Com superávit de mais de US$ 8 bilhões na balança comercial e operações industriais de alta complexidade, Estado reforça a importância de métodos eficientes de resolução de conflitos
O avanço econômico de Goiás tem colocado a arbitragem e a mediação no centro das estratégias em segurança jurídica e eficiência na resolução de conflitos empresariais. Com uma economia fortemente impulsionada pelo agronegócio, pela indústria e por grandes investimentos em infraestrutura e logística, a região reúne contratos de alto valor e elevada complexidade, cenário no qual métodos extrajudiciais se mostram cada vez mais estratégicos para evitar longas disputas judiciais.
Os números comprovam a pujança do centro-oeste brasileiro: de acordo com o Governo do Estado, Goiás fechou 2025 com superávit acima de US$ 8 bilhões. As exportações goianas totalizaram US$ 13,4 bilhões, enquanto as importações somaram US$ 5,3 bilhões, evidenciando a força do setor produtivo estadual e a competitividade dos produtos goianos no mercado internacional.
Carla Sahium, vice-presidente da CAMARB Goiás – Câmara de Mediação e Arbitragem Empresarial -, explica que, historicamente, a judicialização sempre foi o caminho mais comum para a resolução de disputas. No entanto, em um cenário de crescimento acelerado, como é o caso de Goiás, recorrer a um Judiciário sobrecarregado, com processos que se arrastam por anos, representa um custo elevado para empresas que precisam de previsibilidade para continuar investindo. “Em Goiás, onde a competitividade é um ativo central e a velocidade dos negócios é determinante, métodos alternativos de resolução de conflitos surgem como instrumentos capazes de preservar contratos, reduzir incertezas e manter relações comerciais ativas mesmo diante de divergências”, aponta.
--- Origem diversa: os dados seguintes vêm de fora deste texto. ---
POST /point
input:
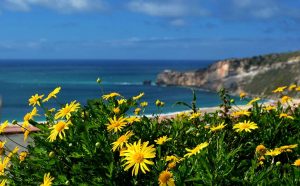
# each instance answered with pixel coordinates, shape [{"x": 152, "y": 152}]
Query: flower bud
[
  {"x": 278, "y": 163},
  {"x": 51, "y": 154}
]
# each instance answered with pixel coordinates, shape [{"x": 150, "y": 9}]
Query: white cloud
[
  {"x": 167, "y": 8},
  {"x": 177, "y": 22},
  {"x": 60, "y": 5},
  {"x": 257, "y": 8}
]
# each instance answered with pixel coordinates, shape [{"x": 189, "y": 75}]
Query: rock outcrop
[{"x": 258, "y": 75}]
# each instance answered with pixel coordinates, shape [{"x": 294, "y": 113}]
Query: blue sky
[{"x": 147, "y": 29}]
O agronegócio é o principal motor da economia goiana e concentra operações contratuais robustas, envolvendo financiamento, fornecimento de insumos, tecnologia, logística e comercialização. Outro eixo relevante é o Distrito Agroindustrial de Anápolis (DAIA), um dos maiores polos industriais do Centro-Oeste brasileiro. “Planejado para concentrar empresas industriais, logísticas e de serviços, o distrito abriga cadeias produtivas complexas e contratos de longo prazo, o que também pode abrir brechas para conflitos”, afirma Carla.
Indústria farmacêutica e infraestrutura
Goiás se consolidou também, ao longo dos anos, como um dos maiores polos farmacêuticos do Brasil, com players gigantes responsáveis por uma produção anual estimada entre 7 e 8 bilhões de unidades de medicamentos. “A magnitude dessas operações reforça a necessidade de mecanismos de resolução de disputas compatíveis com a complexidade técnica e econômica do setor”, detalha a vice-presidente da CAMARB Goiás.
A infraestrutura é outro campo sensível na região. Investimentos em rodovias, saneamento, concessões públicas, escoamento da produção agrícola, além da plataforma multimodal de Anápolis e da ferrovia Norte-Sul, colocam Goiás no centro de grandes projetos logísticos. “Historicamente, esse é um dos segmentos que mais geram conflitos contratuais, envolvendo prazos, reequilíbrio econômico-financeiro e responsabilidades técnicas, o que amplia o espaço para a arbitragem e a mediação como alternativas eficazes ao Judiciário”, afirma.
Entretenimento
Além dos setores tradicionais, a indústria do entretenimento também desponta como campo fértil para a arbitragem e a mediação. Goiás é um dos principais polos da música sertaneja no país, com grandes produtoras que concentram a gestão de carreiras, contratos, infraestrutura de shows, marketing e logística dos maiores artistas do país. “O alto volume financeiro envolvido, com cachês milionários e eventos de grande porte, amplia a complexidade contratual e o potencial de disputas, tornando os métodos consensuais e arbitrais especialmente relevantes”, acrescenta a vice-presidente da CAMARB.
A arbitragem e a mediação, conclui ela, apresentam-se como ferramentas essenciais para acompanhar o ritmo de crescimento de Goiás, oferecendo maior previsibilidade, especialização técnica e agilidade na resolução de conflitos. “Em um Estado marcado por expansão econômica e contratos cada vez mais sofisticados, esses mecanismos tendem a ocupar papel central na construção de um ambiente de negócios mais seguro e eficiente”, diz.